Es más que absurdo suponer a partir de ese hecho que yo oriento o dirijo los acontecimientos revoluciona­rios de España, Grecia u otros países, desde Noruega.

P: Dénos sintéticamente su opinión acerca de la Liga de las Naciones.

R: No es necesario que los marxistas sigan "desa­creditando" a la Liga de las Naciones; ha hecho todo lo necesario para desacreditarse sola.

Que aquellos que no se atreven a enfrentar la dura realidad sigan consolándose con la idea vacua de la Liga. Pagarán esas ilusiones con enormes sacrificios.

P: ¿Qué opina de la actitud de las potencias, inclui­da Rusia, hacia la guerra civil española?

R: Es una gran mancha en la memoria de los go­biernos autotitulados democráticos, sobre todo el fran­cés, el que Hitler y Mussolini tuvieran la oportunidad de montar una contrarrevolución fascista, darle apoyo militar y que luego se lavaran las manos declarándose neutrales.

Como siempre, el gobierno soviético mantiene una actitud conservadora, nacionalista y estrecha. Tratan de justificarse diciendo, "No somos nosotros los que provocaremos la guerra". Le permiten a Europa volver­se fascista y luego se retiran. En definitiva deberán ir a la guerra, pero en condiciones mucho más desfavo­rables.

P: ¿Cuál es, en su opinión, el resultado más proba­ble de la guerra española?

R: A pesar de la traición de los gobiernos soviético y francés, confío en la victoria del pueblo español. Creo que esa victoria dará lugar a una España socia­lista.

P: Desde su posición de observador alejado, ¿no le parece a usted que la vida pacífica y relativamente cómoda del obrero británico, inclusive bajo el capitalismo, con la perspectiva de mejorar constantemente su situa­ción con los métodos de la evolución democrática, es mejor que la alternativa de convertirlo en carne de cañón de una revolución, sea comunista o fascista?

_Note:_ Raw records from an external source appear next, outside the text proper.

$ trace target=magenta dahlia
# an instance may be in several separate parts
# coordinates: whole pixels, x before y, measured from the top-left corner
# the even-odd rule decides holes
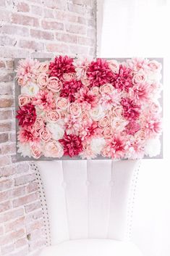
[[[65,73],[75,73],[75,66],[73,65],[73,59],[68,56],[56,57],[54,62],[51,62],[49,65],[50,76],[56,76],[62,78]]]
[[[140,116],[141,107],[134,103],[134,101],[126,98],[122,99],[121,104],[124,110],[124,116],[126,119],[137,120]]]
[[[36,119],[37,115],[34,105],[27,104],[17,111],[16,118],[19,120],[19,125],[22,127],[32,126]]]
[[[82,87],[80,80],[72,80],[65,82],[63,84],[63,88],[61,91],[60,96],[68,98],[69,102],[73,102],[75,100],[75,94]]]
[[[128,92],[129,88],[133,86],[132,77],[132,70],[121,65],[119,73],[112,76],[111,83],[117,89]]]
[[[110,83],[114,75],[108,62],[102,59],[92,62],[87,70],[90,86],[101,86]]]
[[[78,155],[82,151],[82,140],[75,134],[67,135],[65,133],[63,139],[59,141],[63,146],[64,155],[72,157]]]

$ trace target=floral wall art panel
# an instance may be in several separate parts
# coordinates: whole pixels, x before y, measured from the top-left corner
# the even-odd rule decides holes
[[[163,59],[15,59],[18,161],[162,158]]]

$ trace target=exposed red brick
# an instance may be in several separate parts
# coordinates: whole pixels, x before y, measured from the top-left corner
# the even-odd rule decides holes
[[[17,4],[17,11],[27,12],[30,11],[29,5],[26,3],[21,2]]]

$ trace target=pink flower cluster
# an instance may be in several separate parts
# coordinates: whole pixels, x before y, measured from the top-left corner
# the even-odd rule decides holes
[[[20,60],[18,152],[35,159],[158,154],[161,72],[148,59]]]

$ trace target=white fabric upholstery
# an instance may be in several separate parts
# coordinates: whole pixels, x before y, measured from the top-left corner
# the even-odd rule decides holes
[[[137,161],[65,160],[37,165],[52,245],[69,239],[126,238],[130,184]]]
[[[41,256],[142,256],[130,242],[111,239],[81,239],[46,247]]]

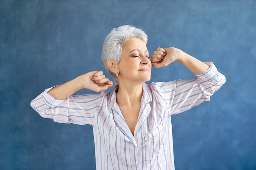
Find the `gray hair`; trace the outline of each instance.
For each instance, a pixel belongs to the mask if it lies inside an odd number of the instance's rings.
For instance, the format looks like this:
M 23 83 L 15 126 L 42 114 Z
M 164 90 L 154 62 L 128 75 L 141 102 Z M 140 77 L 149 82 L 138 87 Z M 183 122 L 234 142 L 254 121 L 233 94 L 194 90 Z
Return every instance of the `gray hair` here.
M 103 43 L 101 64 L 116 84 L 118 84 L 117 76 L 108 67 L 107 61 L 112 59 L 118 64 L 123 53 L 123 43 L 130 38 L 139 38 L 146 44 L 148 42 L 148 35 L 142 29 L 130 25 L 124 25 L 114 28 L 107 35 Z

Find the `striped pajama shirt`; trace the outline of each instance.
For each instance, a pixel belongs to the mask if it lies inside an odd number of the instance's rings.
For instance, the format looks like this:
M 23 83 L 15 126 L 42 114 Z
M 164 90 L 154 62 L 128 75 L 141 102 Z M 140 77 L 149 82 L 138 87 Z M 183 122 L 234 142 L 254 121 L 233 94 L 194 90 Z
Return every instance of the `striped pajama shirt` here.
M 43 117 L 93 128 L 97 170 L 174 170 L 171 116 L 205 101 L 225 83 L 211 62 L 194 79 L 143 84 L 143 95 L 132 135 L 118 105 L 115 90 L 57 100 L 47 89 L 31 102 Z

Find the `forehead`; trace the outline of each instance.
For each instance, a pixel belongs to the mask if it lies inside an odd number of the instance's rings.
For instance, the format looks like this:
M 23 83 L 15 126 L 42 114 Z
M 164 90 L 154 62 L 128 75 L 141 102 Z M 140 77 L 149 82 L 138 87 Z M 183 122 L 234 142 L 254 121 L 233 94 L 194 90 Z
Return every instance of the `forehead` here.
M 142 40 L 137 38 L 131 38 L 124 42 L 122 45 L 123 51 L 147 51 L 146 44 Z

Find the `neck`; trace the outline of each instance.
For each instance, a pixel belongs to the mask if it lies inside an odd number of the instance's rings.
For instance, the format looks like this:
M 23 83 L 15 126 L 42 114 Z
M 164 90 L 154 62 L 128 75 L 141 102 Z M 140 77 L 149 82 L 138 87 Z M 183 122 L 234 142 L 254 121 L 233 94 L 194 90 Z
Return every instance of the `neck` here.
M 126 83 L 119 84 L 117 91 L 117 103 L 119 105 L 123 104 L 132 107 L 134 104 L 140 103 L 143 94 L 142 84 L 132 84 Z

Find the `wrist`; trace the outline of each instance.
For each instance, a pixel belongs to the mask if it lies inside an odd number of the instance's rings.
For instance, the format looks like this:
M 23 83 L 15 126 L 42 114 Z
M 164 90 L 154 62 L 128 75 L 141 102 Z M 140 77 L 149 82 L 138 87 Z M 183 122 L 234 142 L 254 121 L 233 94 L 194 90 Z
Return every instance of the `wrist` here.
M 180 63 L 183 64 L 186 62 L 188 57 L 188 54 L 181 50 L 177 49 L 176 61 Z

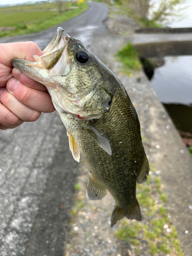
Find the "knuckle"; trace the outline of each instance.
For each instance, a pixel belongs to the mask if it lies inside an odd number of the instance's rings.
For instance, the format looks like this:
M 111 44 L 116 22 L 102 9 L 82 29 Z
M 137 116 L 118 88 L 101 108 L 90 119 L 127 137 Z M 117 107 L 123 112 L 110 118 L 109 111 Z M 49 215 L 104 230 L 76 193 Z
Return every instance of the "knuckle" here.
M 28 117 L 28 122 L 34 122 L 36 121 L 38 118 L 40 117 L 41 115 L 41 112 L 39 111 L 34 111 L 32 113 L 30 114 L 29 116 Z
M 28 103 L 31 97 L 31 93 L 30 90 L 26 89 L 24 90 L 20 95 L 20 99 L 22 102 Z
M 7 116 L 5 117 L 6 121 L 8 123 L 9 127 L 14 128 L 19 125 L 20 123 L 20 120 L 12 112 L 8 112 Z

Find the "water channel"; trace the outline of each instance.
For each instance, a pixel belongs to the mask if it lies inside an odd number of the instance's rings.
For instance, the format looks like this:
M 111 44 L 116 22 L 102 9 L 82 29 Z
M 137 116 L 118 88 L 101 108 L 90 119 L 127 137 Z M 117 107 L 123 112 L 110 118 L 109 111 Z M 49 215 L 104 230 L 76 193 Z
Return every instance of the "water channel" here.
M 185 18 L 170 27 L 192 27 L 192 0 L 185 5 Z M 177 127 L 192 134 L 192 56 L 167 56 L 164 59 L 165 64 L 155 69 L 151 84 Z

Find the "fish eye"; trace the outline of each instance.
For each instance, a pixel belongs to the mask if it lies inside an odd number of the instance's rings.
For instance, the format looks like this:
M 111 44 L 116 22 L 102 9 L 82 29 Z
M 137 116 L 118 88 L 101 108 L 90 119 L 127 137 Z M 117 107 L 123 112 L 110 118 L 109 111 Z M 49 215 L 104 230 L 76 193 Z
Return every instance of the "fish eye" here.
M 76 55 L 76 58 L 80 63 L 86 63 L 89 60 L 89 55 L 85 51 L 79 51 Z

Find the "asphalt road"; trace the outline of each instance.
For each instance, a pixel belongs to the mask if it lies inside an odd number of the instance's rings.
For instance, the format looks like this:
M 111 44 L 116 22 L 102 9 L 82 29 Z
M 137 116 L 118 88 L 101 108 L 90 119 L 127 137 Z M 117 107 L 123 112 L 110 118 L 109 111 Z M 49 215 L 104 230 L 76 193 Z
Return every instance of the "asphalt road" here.
M 109 33 L 102 23 L 108 17 L 107 8 L 96 3 L 90 6 L 59 25 L 88 46 Z M 33 40 L 42 50 L 57 27 L 2 38 L 0 42 Z M 1 256 L 63 255 L 77 169 L 66 131 L 55 112 L 0 131 Z

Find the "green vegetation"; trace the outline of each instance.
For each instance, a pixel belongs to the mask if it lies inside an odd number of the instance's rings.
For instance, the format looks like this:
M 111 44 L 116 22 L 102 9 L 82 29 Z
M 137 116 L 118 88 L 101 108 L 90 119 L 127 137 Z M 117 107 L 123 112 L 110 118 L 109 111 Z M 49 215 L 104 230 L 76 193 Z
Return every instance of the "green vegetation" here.
M 151 170 L 155 173 L 157 170 L 151 166 Z M 164 205 L 167 199 L 162 192 L 160 179 L 152 174 L 148 176 L 147 181 L 145 184 L 138 184 L 137 197 L 142 208 L 146 209 L 145 215 L 149 217 L 147 224 L 123 219 L 115 234 L 119 239 L 132 244 L 135 252 L 138 253 L 136 255 L 140 255 L 141 239 L 147 243 L 147 247 L 153 255 L 172 253 L 172 256 L 184 256 L 176 229 Z
M 76 190 L 79 190 L 80 189 L 80 186 L 78 184 L 76 184 L 75 185 L 75 189 Z
M 133 71 L 141 69 L 141 65 L 138 59 L 137 51 L 130 42 L 118 51 L 116 56 L 123 63 L 122 67 L 123 73 L 130 75 Z
M 85 205 L 83 197 L 78 193 L 78 191 L 82 188 L 80 185 L 79 184 L 76 184 L 74 187 L 77 194 L 76 193 L 75 194 L 74 204 L 71 210 L 71 217 L 76 215 Z
M 0 8 L 0 28 L 12 27 L 10 30 L 1 31 L 0 37 L 36 33 L 49 29 L 80 14 L 88 7 L 86 3 L 78 5 L 75 2 L 65 2 L 64 12 L 61 15 L 58 14 L 55 3 Z

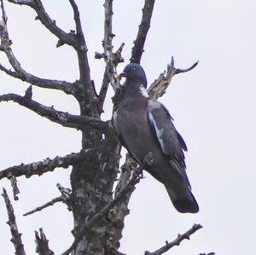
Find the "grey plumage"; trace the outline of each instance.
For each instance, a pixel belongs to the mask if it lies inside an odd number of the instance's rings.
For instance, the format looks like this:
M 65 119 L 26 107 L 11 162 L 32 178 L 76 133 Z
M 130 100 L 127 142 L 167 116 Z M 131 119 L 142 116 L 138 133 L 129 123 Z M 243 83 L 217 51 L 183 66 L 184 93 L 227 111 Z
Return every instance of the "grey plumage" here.
M 154 163 L 145 170 L 165 185 L 178 212 L 197 212 L 198 205 L 185 171 L 183 150 L 187 147 L 170 113 L 160 102 L 149 98 L 142 67 L 129 64 L 120 76 L 126 78 L 126 91 L 113 113 L 120 141 L 139 165 L 151 152 Z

R: La pregunta de si las reformas progresivas y las mejoras paulatinas de la suerte del pueblo son preferi­bles a la revolución es, a mi juicio, puramente académi­ca y carente de sentido histórico.

Al pueblo no se le permite optar. Lo que ha sucedido y está sucediendo en Europa no es casual, sino resultado de que el capitalismo está totalmente perimido como sistema económico; por otra parte, la clase dominante no admitirá su abolición, por eso provoca convulsiones revolucionarias y contrarrevolucionarias.

Los argumentos humanitarios no podrán jamás con los poderosos intereses sociales.



[1] Entrevista concedida al News Chronicle. News Chronicle (Londres), 27 de agosto de 1936. En el texto de esta entrevista que se encuentra en la Biblioteca de la Universidad de Harvard se da como fecha de la entrevista el 24 de agosto, en lugar del 26 de agosto, como constaba en la primera edición [norteamericana] de Escritos 35-36.

[2] Grigori Sokolnikov (1888-1939): apoyó a los zinovievistas en torno a la cuestión del régimen partidario. No se suicidó, pero fue ejecutado después del segundo juicio de Moscú.